House in Brookline
Project Description
The quintessential suburban house: a home for a family with three children. Set into a gently sloping leftover suburban lot in a quiet upper income neighborhood, it is at once a repository of tradition and a vehicle for innovation. Disciplined, subtle, restrained, it respects but holds its own amidst its Neo-Georgian, colonial and mock-Colonial neighbors.

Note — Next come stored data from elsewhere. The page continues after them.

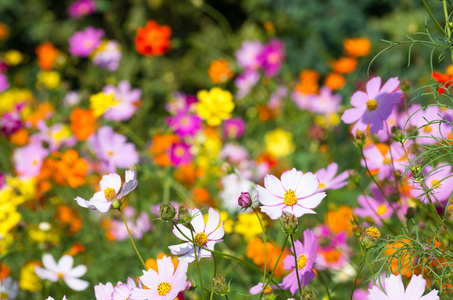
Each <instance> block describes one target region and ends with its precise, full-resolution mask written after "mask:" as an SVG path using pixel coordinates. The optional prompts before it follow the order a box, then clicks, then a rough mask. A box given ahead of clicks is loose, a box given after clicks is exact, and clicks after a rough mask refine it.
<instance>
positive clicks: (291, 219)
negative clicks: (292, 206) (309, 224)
mask: <svg viewBox="0 0 453 300" xmlns="http://www.w3.org/2000/svg"><path fill="white" fill-rule="evenodd" d="M280 221H281V222H282V229H283V231H284V232H285V233H286V234H293V233H294V232H296V231H297V225H298V223H297V218H296V216H295V215H293V214H289V213H284V214H283V216H281V218H280Z"/></svg>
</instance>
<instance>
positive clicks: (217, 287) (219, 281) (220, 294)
mask: <svg viewBox="0 0 453 300" xmlns="http://www.w3.org/2000/svg"><path fill="white" fill-rule="evenodd" d="M229 291H230V284H227V283H226V282H225V277H223V276H218V277H216V278H214V292H215V293H216V294H218V295H220V296H225V295H226V294H228V292H229Z"/></svg>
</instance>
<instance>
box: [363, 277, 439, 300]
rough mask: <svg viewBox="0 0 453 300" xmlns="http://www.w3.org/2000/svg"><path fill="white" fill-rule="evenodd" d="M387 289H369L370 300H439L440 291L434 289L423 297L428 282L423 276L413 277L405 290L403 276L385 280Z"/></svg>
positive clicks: (379, 288) (378, 284)
mask: <svg viewBox="0 0 453 300" xmlns="http://www.w3.org/2000/svg"><path fill="white" fill-rule="evenodd" d="M384 282H385V288H384V289H381V287H380V285H379V284H378V285H375V286H373V288H371V289H369V292H370V294H369V295H368V300H438V299H439V296H438V293H439V291H438V290H435V289H433V290H432V291H431V292H429V293H428V294H426V295H425V296H423V293H424V292H425V288H426V280H425V279H423V277H422V275H412V278H411V281H410V282H409V285H408V286H407V288H406V290H405V289H404V284H403V279H402V278H401V275H398V276H395V275H393V274H390V277H388V278H385V280H384Z"/></svg>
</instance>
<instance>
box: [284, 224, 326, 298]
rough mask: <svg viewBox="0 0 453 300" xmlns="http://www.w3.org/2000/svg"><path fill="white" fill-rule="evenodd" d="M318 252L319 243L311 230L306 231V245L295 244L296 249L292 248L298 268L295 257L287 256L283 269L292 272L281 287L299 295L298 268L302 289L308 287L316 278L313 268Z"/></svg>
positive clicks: (284, 263)
mask: <svg viewBox="0 0 453 300" xmlns="http://www.w3.org/2000/svg"><path fill="white" fill-rule="evenodd" d="M317 251H318V241H317V239H316V237H315V235H314V234H313V232H311V231H310V230H309V229H307V230H305V231H304V244H302V243H301V242H300V241H298V240H297V241H295V242H294V248H291V252H292V253H294V254H295V255H296V256H297V266H296V265H295V264H296V262H295V259H294V255H292V254H290V255H287V256H286V258H285V259H284V260H283V268H284V269H285V270H292V271H291V273H289V274H288V275H287V276H286V277H285V278H283V282H282V285H281V287H282V288H283V289H286V290H288V289H289V290H290V292H291V294H293V295H294V294H295V293H297V291H298V290H299V285H298V282H297V275H296V274H297V273H296V267H297V269H298V272H299V280H300V284H301V286H302V287H305V286H307V285H308V284H309V283H310V281H312V279H313V278H315V272H314V271H313V266H314V264H315V259H316V252H317Z"/></svg>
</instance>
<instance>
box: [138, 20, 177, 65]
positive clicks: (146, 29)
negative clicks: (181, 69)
mask: <svg viewBox="0 0 453 300" xmlns="http://www.w3.org/2000/svg"><path fill="white" fill-rule="evenodd" d="M170 36H171V28H170V27H169V26H167V25H164V26H159V24H157V22H156V21H152V20H151V21H148V22H146V26H145V27H144V28H143V27H139V28H138V29H137V35H136V36H135V50H136V51H137V53H139V54H143V55H146V56H153V55H162V54H165V53H166V52H167V51H168V50H169V49H170Z"/></svg>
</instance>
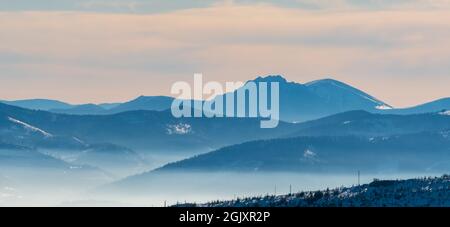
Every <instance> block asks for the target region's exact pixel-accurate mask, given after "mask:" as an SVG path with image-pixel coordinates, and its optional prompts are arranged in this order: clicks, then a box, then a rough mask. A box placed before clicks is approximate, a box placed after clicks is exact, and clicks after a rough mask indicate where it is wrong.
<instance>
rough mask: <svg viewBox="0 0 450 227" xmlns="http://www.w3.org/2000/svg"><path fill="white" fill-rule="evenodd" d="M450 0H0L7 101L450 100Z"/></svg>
mask: <svg viewBox="0 0 450 227" xmlns="http://www.w3.org/2000/svg"><path fill="white" fill-rule="evenodd" d="M449 37H450V0H410V1H407V0H394V1H393V0H390V1H388V0H328V1H327V0H290V1H288V0H281V1H274V0H265V1H256V0H235V1H221V0H171V1H167V0H145V1H144V0H140V1H138V0H33V1H30V0H15V1H10V0H8V1H6V0H0V99H10V100H11V99H24V98H52V99H60V100H64V101H68V102H72V103H84V102H95V103H98V102H114V101H125V100H128V99H131V98H134V97H136V96H139V95H161V94H163V95H168V94H169V91H170V87H171V84H172V83H173V82H174V81H177V80H188V81H189V80H191V78H192V75H193V74H194V73H203V74H204V78H205V79H206V80H218V81H221V82H225V81H235V80H241V81H245V80H248V79H253V78H255V77H257V76H260V75H268V74H282V75H284V76H285V77H286V78H287V79H288V80H291V81H297V82H300V83H304V82H308V81H311V80H315V79H321V78H330V77H331V78H334V79H337V80H341V81H343V82H346V83H349V84H351V85H353V86H356V87H358V88H360V89H362V90H364V91H366V92H368V93H369V94H372V95H374V96H376V97H377V98H379V99H381V100H383V101H385V102H387V103H389V104H391V105H394V106H397V107H403V106H410V105H415V104H419V103H422V102H426V101H431V100H433V99H437V98H441V97H449V96H450V89H449V87H450V38H449Z"/></svg>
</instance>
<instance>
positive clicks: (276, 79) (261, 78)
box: [253, 75, 287, 83]
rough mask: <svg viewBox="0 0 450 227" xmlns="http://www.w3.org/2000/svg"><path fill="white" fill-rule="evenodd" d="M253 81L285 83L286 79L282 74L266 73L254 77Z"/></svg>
mask: <svg viewBox="0 0 450 227" xmlns="http://www.w3.org/2000/svg"><path fill="white" fill-rule="evenodd" d="M253 82H279V83H287V80H286V79H285V78H284V77H283V76H282V75H268V76H264V77H262V76H259V77H258V78H256V79H254V80H253Z"/></svg>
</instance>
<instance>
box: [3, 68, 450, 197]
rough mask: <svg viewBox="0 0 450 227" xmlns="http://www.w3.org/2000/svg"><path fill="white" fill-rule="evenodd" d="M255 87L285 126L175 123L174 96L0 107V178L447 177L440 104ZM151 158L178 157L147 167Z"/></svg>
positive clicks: (287, 82) (61, 179)
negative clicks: (274, 90) (279, 116)
mask: <svg viewBox="0 0 450 227" xmlns="http://www.w3.org/2000/svg"><path fill="white" fill-rule="evenodd" d="M254 81H255V82H279V85H280V116H281V119H282V120H285V121H281V122H280V123H279V125H278V127H276V128H273V129H261V127H260V120H261V119H260V118H232V117H225V118H206V117H204V118H175V117H173V115H172V113H171V111H170V109H169V108H170V106H171V104H172V101H173V98H171V97H164V96H156V97H145V96H141V97H138V98H137V99H135V100H132V101H130V102H125V103H111V104H101V105H94V104H85V105H70V104H67V103H63V102H59V101H53V100H42V99H35V100H22V101H17V102H4V103H0V164H1V165H0V176H1V177H4V176H7V177H9V178H11V179H15V180H17V181H18V182H35V181H33V179H30V176H33V174H34V173H36V174H37V175H38V177H35V179H36V180H37V179H39V178H40V177H44V178H45V179H49V181H54V182H52V183H56V182H62V180H63V179H67V181H68V184H62V185H64V186H65V187H69V188H71V187H72V186H73V184H74V183H75V184H78V183H80V184H81V183H82V184H86V185H90V186H93V185H95V186H99V185H98V184H97V183H99V184H104V183H109V182H111V181H113V180H119V179H121V180H120V181H118V182H116V183H113V184H111V185H107V186H105V188H108V189H113V191H114V190H116V189H118V190H119V191H128V189H129V187H134V188H140V189H142V190H141V191H144V192H145V191H147V189H148V187H149V186H151V184H150V183H151V182H153V180H154V179H155V177H156V178H158V177H159V179H160V180H163V181H164V177H162V176H163V175H164V174H168V173H169V174H173V173H175V175H172V176H177V174H178V173H182V172H208V173H216V172H237V173H259V172H261V173H266V172H292V173H349V172H351V173H353V172H354V171H355V170H362V171H364V172H367V173H369V172H372V173H379V172H430V173H431V172H439V173H443V172H446V171H450V169H449V166H450V165H449V164H450V163H449V160H450V150H449V149H450V136H449V135H450V134H449V133H450V111H449V109H450V106H449V104H450V102H449V98H444V99H441V100H437V101H435V102H432V103H427V104H423V105H419V106H416V107H411V108H407V109H394V108H392V107H391V106H390V105H389V104H387V103H385V102H383V101H380V100H379V99H377V98H375V97H373V96H371V95H369V94H367V93H365V92H363V91H361V90H358V89H356V88H353V87H351V86H349V85H346V84H344V83H341V82H339V81H336V80H332V79H325V80H318V81H313V82H310V83H306V84H299V83H295V82H288V81H286V80H285V79H284V78H283V77H281V76H268V77H259V78H256V79H255V80H254ZM239 89H242V88H239ZM235 92H238V91H235ZM219 97H222V98H223V97H224V96H219ZM205 102H207V101H205ZM6 103H7V104H6ZM19 106H20V107H19ZM292 122H298V123H292ZM155 154H156V155H162V156H167V155H171V154H176V155H177V158H176V159H173V158H165V159H162V160H164V161H161V162H159V164H157V165H154V164H152V162H153V161H154V160H152V159H151V158H149V157H153V156H154V155H155ZM161 163H163V164H161ZM167 163H169V164H167ZM156 167H159V168H157V169H156V170H154V168H156ZM40 172H42V174H41V173H40ZM32 173H33V174H32ZM136 174H137V175H136ZM195 178H196V177H195V176H194V179H195ZM51 179H52V180H51ZM189 179H190V178H189ZM189 179H186V180H187V181H189ZM8 182H9V181H8ZM149 182H150V183H149ZM96 184H97V185H96ZM0 199H1V198H0Z"/></svg>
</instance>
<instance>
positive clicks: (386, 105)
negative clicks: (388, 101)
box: [375, 105, 393, 110]
mask: <svg viewBox="0 0 450 227" xmlns="http://www.w3.org/2000/svg"><path fill="white" fill-rule="evenodd" d="M375 108H376V109H377V110H391V109H393V108H392V107H391V106H387V105H379V106H376V107H375Z"/></svg>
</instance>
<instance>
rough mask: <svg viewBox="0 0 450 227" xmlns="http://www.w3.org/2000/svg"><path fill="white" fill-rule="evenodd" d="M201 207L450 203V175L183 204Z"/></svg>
mask: <svg viewBox="0 0 450 227" xmlns="http://www.w3.org/2000/svg"><path fill="white" fill-rule="evenodd" d="M179 206H200V207H450V176H449V175H444V176H442V177H437V178H421V179H410V180H374V181H373V182H372V183H370V184H365V185H361V186H353V187H346V188H336V189H332V190H329V189H326V190H322V191H309V192H300V193H295V194H289V195H282V196H264V197H253V198H243V199H236V200H232V201H217V202H211V203H206V204H183V205H179Z"/></svg>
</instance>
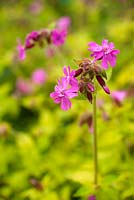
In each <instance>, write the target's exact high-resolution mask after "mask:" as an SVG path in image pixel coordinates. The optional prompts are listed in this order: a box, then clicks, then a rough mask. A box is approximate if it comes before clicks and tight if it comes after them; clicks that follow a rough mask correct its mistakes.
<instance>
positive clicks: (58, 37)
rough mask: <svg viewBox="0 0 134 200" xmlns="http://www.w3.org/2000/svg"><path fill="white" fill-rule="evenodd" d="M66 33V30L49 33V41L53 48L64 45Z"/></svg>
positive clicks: (66, 31) (66, 34) (53, 31)
mask: <svg viewBox="0 0 134 200" xmlns="http://www.w3.org/2000/svg"><path fill="white" fill-rule="evenodd" d="M66 35H67V31H66V30H56V29H54V30H53V31H52V32H51V40H52V43H53V44H54V45H55V46H60V45H62V44H64V42H65V39H66Z"/></svg>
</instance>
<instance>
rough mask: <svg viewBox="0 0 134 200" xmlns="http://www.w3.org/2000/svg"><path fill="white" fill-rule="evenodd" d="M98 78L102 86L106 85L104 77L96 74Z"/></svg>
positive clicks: (97, 80) (97, 79) (98, 79)
mask: <svg viewBox="0 0 134 200" xmlns="http://www.w3.org/2000/svg"><path fill="white" fill-rule="evenodd" d="M96 79H97V81H98V83H99V84H100V85H101V86H102V87H103V86H105V81H104V79H103V78H102V77H101V76H99V75H97V76H96Z"/></svg>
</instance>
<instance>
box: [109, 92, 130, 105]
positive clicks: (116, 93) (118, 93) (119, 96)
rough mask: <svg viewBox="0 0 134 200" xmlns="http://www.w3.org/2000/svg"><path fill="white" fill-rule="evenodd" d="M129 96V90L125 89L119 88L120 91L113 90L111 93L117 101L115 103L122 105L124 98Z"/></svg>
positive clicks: (111, 94)
mask: <svg viewBox="0 0 134 200" xmlns="http://www.w3.org/2000/svg"><path fill="white" fill-rule="evenodd" d="M126 96H127V92H126V91H124V90H118V91H113V92H112V93H111V97H112V99H113V100H114V101H115V103H116V104H117V105H118V106H121V104H122V102H123V100H124V99H125V97H126Z"/></svg>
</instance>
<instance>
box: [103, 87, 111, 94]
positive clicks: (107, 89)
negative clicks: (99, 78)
mask: <svg viewBox="0 0 134 200" xmlns="http://www.w3.org/2000/svg"><path fill="white" fill-rule="evenodd" d="M102 88H103V90H104V91H105V92H106V93H107V94H110V90H109V88H108V87H107V86H106V85H105V86H103V87H102Z"/></svg>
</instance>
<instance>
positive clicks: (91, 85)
mask: <svg viewBox="0 0 134 200" xmlns="http://www.w3.org/2000/svg"><path fill="white" fill-rule="evenodd" d="M87 87H88V89H89V90H90V92H94V86H93V84H92V83H88V84H87Z"/></svg>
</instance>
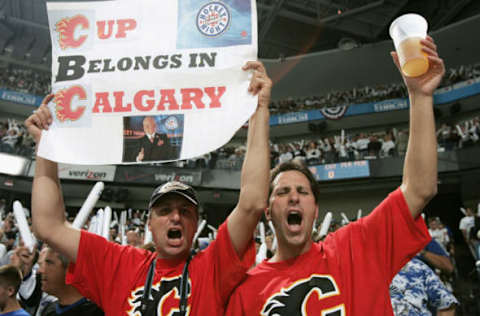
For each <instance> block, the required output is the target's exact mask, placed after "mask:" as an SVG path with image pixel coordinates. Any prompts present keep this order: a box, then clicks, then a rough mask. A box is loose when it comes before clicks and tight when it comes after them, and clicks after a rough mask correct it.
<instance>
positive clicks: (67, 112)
mask: <svg viewBox="0 0 480 316" xmlns="http://www.w3.org/2000/svg"><path fill="white" fill-rule="evenodd" d="M74 96H78V98H79V99H80V100H86V99H87V93H86V92H85V90H84V89H83V88H82V87H81V86H73V87H71V88H68V89H62V90H59V91H57V93H55V97H54V99H53V102H54V103H55V105H56V106H55V114H56V116H57V118H58V120H59V121H60V122H65V121H66V120H70V121H76V120H78V119H79V118H80V117H81V116H82V115H83V113H84V112H85V106H79V107H77V108H76V109H75V110H72V99H73V97H74Z"/></svg>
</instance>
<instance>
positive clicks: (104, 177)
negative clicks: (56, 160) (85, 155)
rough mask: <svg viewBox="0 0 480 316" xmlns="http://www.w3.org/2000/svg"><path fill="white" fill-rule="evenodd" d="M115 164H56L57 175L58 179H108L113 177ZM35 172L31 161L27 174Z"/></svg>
mask: <svg viewBox="0 0 480 316" xmlns="http://www.w3.org/2000/svg"><path fill="white" fill-rule="evenodd" d="M115 170H116V166H84V165H68V164H62V163H61V164H58V176H59V177H60V179H71V180H90V181H110V182H112V181H113V180H114V178H115ZM34 174H35V162H34V161H33V162H32V165H31V166H30V170H29V172H28V175H29V176H31V177H33V176H34Z"/></svg>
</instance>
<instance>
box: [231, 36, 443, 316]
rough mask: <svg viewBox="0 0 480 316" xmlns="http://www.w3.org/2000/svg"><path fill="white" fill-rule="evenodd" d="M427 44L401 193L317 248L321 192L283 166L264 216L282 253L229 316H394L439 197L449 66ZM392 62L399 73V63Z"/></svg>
mask: <svg viewBox="0 0 480 316" xmlns="http://www.w3.org/2000/svg"><path fill="white" fill-rule="evenodd" d="M422 44H423V51H424V52H425V53H426V54H427V55H428V60H429V63H430V68H429V71H428V72H427V73H426V74H424V75H422V76H420V77H416V78H409V77H405V76H404V77H403V79H404V82H405V84H406V86H407V88H408V91H409V95H410V105H411V106H410V140H409V145H408V151H407V154H406V157H405V165H404V171H403V181H402V184H401V186H400V187H399V188H398V189H397V190H395V191H394V192H392V193H391V194H390V195H389V196H388V197H387V198H386V199H385V200H384V201H383V202H382V203H381V204H380V205H379V206H378V207H377V208H376V209H375V210H374V211H373V212H372V213H371V214H370V215H369V216H366V217H364V218H362V219H360V220H358V221H356V222H354V223H351V224H349V225H347V226H345V227H343V228H341V229H340V230H338V231H337V232H335V233H332V234H329V235H328V236H327V237H326V239H325V240H324V241H323V242H319V243H313V242H312V236H311V234H312V224H313V221H314V220H315V219H316V218H317V216H318V202H319V193H318V184H317V182H316V181H315V179H314V177H313V176H312V174H311V173H310V171H309V170H308V169H307V168H305V167H304V166H301V165H296V164H294V163H284V164H281V165H279V166H278V167H277V168H275V169H274V170H273V172H272V174H271V182H270V197H269V207H268V209H267V211H266V217H267V219H268V220H271V221H272V223H273V226H274V228H275V232H276V236H277V245H278V246H277V251H276V253H275V255H274V256H273V257H272V258H271V259H270V260H268V261H263V262H262V263H260V264H259V265H257V266H256V267H255V268H254V269H252V270H251V271H249V273H248V277H247V279H246V280H245V281H243V282H242V284H241V285H240V286H239V287H238V288H237V289H236V290H235V291H234V294H233V295H232V297H231V298H230V301H229V305H228V309H227V315H235V316H237V315H248V316H250V315H265V316H266V315H279V316H286V315H288V316H291V315H322V316H327V315H328V316H333V315H338V316H340V315H393V311H392V307H391V303H390V297H389V285H390V282H391V280H392V278H393V277H394V276H395V274H396V273H397V272H398V271H399V270H400V269H401V267H402V266H403V265H404V264H406V263H407V262H408V261H409V260H410V259H411V258H412V257H413V256H414V255H415V254H416V253H417V252H418V251H420V250H421V249H422V248H423V247H424V246H425V245H426V244H427V243H428V241H429V240H430V236H429V234H428V230H427V227H426V225H425V223H424V222H423V219H422V217H421V216H419V214H420V212H421V210H422V209H423V207H424V206H425V205H426V204H427V203H428V201H429V200H430V199H431V198H432V197H433V196H434V195H435V194H436V191H437V158H436V155H437V148H436V139H435V122H434V116H433V92H434V90H435V88H436V87H437V86H438V85H439V83H440V81H441V78H442V76H443V73H444V65H443V61H442V60H441V59H440V58H439V57H438V55H437V52H436V46H435V44H434V43H433V40H432V39H431V38H430V37H427V39H426V40H423V41H422ZM392 57H393V60H394V62H395V64H396V65H397V67H398V68H399V69H400V67H399V63H398V57H397V55H396V54H395V53H392Z"/></svg>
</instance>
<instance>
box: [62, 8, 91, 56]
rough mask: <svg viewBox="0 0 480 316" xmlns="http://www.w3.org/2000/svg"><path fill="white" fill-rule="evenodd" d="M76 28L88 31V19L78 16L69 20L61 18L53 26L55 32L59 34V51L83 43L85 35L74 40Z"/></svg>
mask: <svg viewBox="0 0 480 316" xmlns="http://www.w3.org/2000/svg"><path fill="white" fill-rule="evenodd" d="M78 26H80V27H81V28H82V29H84V30H88V28H89V23H88V19H87V18H86V17H85V16H83V15H80V14H79V15H76V16H74V17H71V18H63V19H61V20H60V21H58V22H57V24H55V30H56V31H57V32H58V33H59V34H58V44H59V45H60V48H61V49H63V50H65V49H67V48H69V47H72V48H76V47H79V46H80V45H82V44H83V42H85V40H86V39H87V35H81V36H80V37H78V38H77V39H75V31H76V29H77V27H78Z"/></svg>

It is a house of contrasting facades. To the street, a formal, somewhat serious face is tempered with gently undulating curves that form an entry courtyard flanked by nearly symmetrical, slightly offset pavilions. These house the formal entertaining and living spaces in clearly defined, generously proportioned rooms. The impact of the three car garage is minimized by its divergent angle and serpentine approach. In contrast, the open and idiosyncratic rear facade belies a shift from the formal spatial order of the front to a utilitarian, open-plan organization that accommodates the overlapping rituals of everyday family life, challenging ideas of closure and fixed space.
The plan is anchored and organized around a transverse, two-story wall that functions as the house’s central unifying element, both inviting and filtering communication between front and back, formal and informal, and public and private, thus creating an interplay of contrasting geometries and spaces. The wall is reinforced on one side by a two-story entrance gallery accommodating a growing art collection and on the other by a horizontal, bi-level circulation spine along which the private family living spaces are arranged.
The house, like the family it houses, presents itself both as a homogeneous whole, and as an assemblage of distinct, unmistakably unique parts.